Le nouveau Muppet Show et le Coronavirus

Je sortais ce matin du Consulat de Marseille lorsque Kada m’a téléphoné : « tu es où ? » Habituellement le samedi à cette heure-là je l’avais rejoint. J’aime bien descendre à Marseille les samedis, aller fouiner dans les rayons de la Fnac ou de la bibliothèque de l’Alcazar, et surtout retrouver Kada mon ami de plusieurs dizaines d’années, et refaire, encore une fois, le monde, le nôtre mais pas que. Il y a tant de choses à dire sur tel et tel… généralement nos amis et généralement pour rire, pas plus. Mais là, j’ai été retenu au Consulat. J’avais le numéro P 38 et au guichet on répondait au client portant le numéro P 23. Client n’est peut-être pas le terme approprié, mais il faut savoir qu’on vous demande 5 € pour légaliser un document, comme dans une boucherie ou un autre magasin. Les samedis il y a plus de monde qu’en semaine. C’est comme le hammam, il y a plus de chance d’y rencontrer des connaissances, d’échanger… Quant à moi, cela me permet de régler deux coups en une descente, solutionner quelque problème administratif (en l’occurrence ce matin une procuration) et rencontrer mon ami Kada pour morigéner nos amis et tous les autres autour d’un verre de thé, leur trouver des travers, comme le faisaient si bien les deux vieux du Muppet Show (ça ne vous dit peut-être rien Kermit la grenouille et ses amis l’ours Fozzie, Piggy, les deux vieux ragoteurs Statler et Waldorf…) Ragoter, oui, voilà ce que nous faisons aussi quand nous nous retrouvons Kada et moi.

.

Moi : « J’arrive, tu es où ? »

Kada : « Chez Krimo derrière l’Alcazar »

Il y avait du monde chez Krimo Gambitta. Son café se trouve derrière l’Alcazar. À la terrasse trois personnes discutaient autour de Kada. Trois gars du Bled dont un, Hamid, que je n’avais pas vu depuis quelques semaines.
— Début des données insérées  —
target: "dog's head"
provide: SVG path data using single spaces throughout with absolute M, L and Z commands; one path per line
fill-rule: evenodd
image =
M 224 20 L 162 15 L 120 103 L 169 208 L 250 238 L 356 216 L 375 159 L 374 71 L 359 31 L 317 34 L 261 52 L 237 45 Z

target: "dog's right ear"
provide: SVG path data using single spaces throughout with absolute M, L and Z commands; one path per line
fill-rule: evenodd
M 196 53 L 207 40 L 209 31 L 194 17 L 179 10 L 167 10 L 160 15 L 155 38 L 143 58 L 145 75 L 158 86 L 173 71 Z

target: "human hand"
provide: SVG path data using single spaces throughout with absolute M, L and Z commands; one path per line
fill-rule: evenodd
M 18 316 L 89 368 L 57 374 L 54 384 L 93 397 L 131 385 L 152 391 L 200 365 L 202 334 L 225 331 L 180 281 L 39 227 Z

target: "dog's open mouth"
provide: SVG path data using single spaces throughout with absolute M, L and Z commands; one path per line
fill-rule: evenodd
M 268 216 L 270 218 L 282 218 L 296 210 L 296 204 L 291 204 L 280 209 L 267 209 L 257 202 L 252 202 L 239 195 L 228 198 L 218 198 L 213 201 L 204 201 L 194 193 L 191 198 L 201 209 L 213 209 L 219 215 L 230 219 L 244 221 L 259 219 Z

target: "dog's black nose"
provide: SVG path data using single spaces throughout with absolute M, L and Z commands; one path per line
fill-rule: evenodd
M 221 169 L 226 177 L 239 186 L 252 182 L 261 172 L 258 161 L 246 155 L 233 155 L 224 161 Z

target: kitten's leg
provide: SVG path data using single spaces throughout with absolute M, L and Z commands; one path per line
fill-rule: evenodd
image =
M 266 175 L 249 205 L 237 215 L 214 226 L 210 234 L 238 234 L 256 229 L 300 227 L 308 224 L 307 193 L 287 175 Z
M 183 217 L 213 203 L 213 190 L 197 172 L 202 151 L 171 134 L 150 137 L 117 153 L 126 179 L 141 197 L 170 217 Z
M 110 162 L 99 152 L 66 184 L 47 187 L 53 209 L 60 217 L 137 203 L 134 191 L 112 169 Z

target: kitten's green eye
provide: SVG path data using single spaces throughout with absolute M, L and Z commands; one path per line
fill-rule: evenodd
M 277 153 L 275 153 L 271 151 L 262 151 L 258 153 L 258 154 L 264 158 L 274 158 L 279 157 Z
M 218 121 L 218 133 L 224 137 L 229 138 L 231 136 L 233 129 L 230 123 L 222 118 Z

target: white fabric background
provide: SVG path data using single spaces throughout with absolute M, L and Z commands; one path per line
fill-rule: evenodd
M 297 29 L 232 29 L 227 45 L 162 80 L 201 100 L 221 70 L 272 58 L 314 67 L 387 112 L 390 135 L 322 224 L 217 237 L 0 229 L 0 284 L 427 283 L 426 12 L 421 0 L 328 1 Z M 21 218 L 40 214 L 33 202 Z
Sur la table, des verres de thés à la menthe chauds et de tasses de graines d’arachides super salées (une dizaine de pigeons pas du tout intimidés, ils connaissent bien la maison, attendaient qu’on partage avec eux les cacahuètes) Lorsque je suis arrivé à leur auteur, Hamid s’est levé. Je lui ai présenté mon coude en souriant, je voulais lui dire bonjour en faisant un El bow bump, un peu comme on nous le montre souvent à la télé depuis la propagation du Coronavirus. C’est rigolo, (tout comme le check) et ça évite toute éventuelle contamination, à l’heure grave du Covid-19. Que n’ai-je pas fait là ! Hamid riait à gorge déployée et m’embrassa en jetant ses bras autour de mes épaules comme un reptile constricteur.

Moi, en essayant de le repousser, mais c’était peine perdue : « ne prenons pas de risque khoya »

Hamid : « aweddi khallik, koulch mektoub »

Moi : « kifech mektoub, ah non, là ça va pas. Le monde entier essaie de se protéger et toi tu me dis mektoub »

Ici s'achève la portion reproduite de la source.